Picie przed jazdą to grzech
|
|
|
Jazda samochodem po pijanemu to grzech śmiertelny, za który po śmierci idzie się do piekła, a za życia - do więzienia. W środę, w dniu patrona kierowców św. Krzysztofa, księża i policjanci z Bytowa przypominali o tym kierowcom
Co roku 25 lipca w parafiach w całej Polsce księża święcą samochody wiernych oraz modlą się wspólnie za kierowców i ofiary wypadków drogowych. Duchowni przypominają również, że łamanie przepisów drogowych, a w szczególności jazda po pijanemu to ciężki grzech przeciwko piątemu przykazaniu "Nie zabijaj". W tym roku księża z Bytowa i ościennych miejscowości poszli jeszcze dalej i wyszli na drogi razem z policjantami. Zatrzymywanym do kontroli kierowcom funkcjonariusze tłumaczyli, jak niebezpieczne jest kierowanie pod wpływem alkoholu oraz przypominali, że grożą za to dwa lata więzienia. Księża wręczali obrazki z wizerunkiem św. Krzysztofa i mówili, że narażanie siebie i innych użytkowników dróg na śmierć to bardzo ciężki grzech.

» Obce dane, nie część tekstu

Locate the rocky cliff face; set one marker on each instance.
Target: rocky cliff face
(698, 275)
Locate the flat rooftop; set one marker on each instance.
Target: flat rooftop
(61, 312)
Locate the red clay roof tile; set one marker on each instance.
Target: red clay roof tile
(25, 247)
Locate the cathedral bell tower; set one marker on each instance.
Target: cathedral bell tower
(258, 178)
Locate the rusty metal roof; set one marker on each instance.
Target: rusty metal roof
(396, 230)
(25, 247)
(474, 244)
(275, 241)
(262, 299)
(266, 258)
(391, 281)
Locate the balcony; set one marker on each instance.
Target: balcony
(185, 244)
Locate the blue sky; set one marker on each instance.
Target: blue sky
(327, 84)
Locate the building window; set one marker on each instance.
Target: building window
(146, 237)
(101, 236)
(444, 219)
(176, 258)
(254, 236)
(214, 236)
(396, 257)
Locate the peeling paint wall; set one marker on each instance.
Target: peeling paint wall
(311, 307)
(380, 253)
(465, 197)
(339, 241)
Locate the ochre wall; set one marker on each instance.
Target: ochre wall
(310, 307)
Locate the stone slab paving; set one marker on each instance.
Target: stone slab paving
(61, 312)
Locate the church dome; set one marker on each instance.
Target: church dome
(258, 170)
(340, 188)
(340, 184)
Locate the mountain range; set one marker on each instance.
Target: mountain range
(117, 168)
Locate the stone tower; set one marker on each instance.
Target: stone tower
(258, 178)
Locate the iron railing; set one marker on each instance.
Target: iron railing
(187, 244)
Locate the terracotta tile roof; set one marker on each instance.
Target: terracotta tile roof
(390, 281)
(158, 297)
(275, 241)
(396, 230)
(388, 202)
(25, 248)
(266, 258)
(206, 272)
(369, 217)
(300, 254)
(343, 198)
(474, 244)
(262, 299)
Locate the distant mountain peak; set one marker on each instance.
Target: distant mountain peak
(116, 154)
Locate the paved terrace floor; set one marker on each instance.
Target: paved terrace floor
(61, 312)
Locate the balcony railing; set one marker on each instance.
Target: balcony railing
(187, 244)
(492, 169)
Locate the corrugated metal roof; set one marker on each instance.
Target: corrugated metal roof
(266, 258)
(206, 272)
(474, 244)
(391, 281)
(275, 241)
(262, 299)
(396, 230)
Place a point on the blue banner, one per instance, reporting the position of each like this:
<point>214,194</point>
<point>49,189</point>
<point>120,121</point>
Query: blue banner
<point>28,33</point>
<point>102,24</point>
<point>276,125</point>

- Niewykluczone, że są osoby wierzące, do których argumenty księdza trafią szybciej niż groźby policjanta. Cel jest jednak wspólny - wyeliminować pijanych kierowców z dróg - mówi Roman Krakowiak, rzecznik Komendy Powiatowej Policji w Bytowie. - Jeśli uda się przekonać przynajmniej jedną osobę, będzie to sukces, bo z drogi zniknie potencjalny zabójca. Akcja ma być kontynuowana jeszcze przez kilka dni.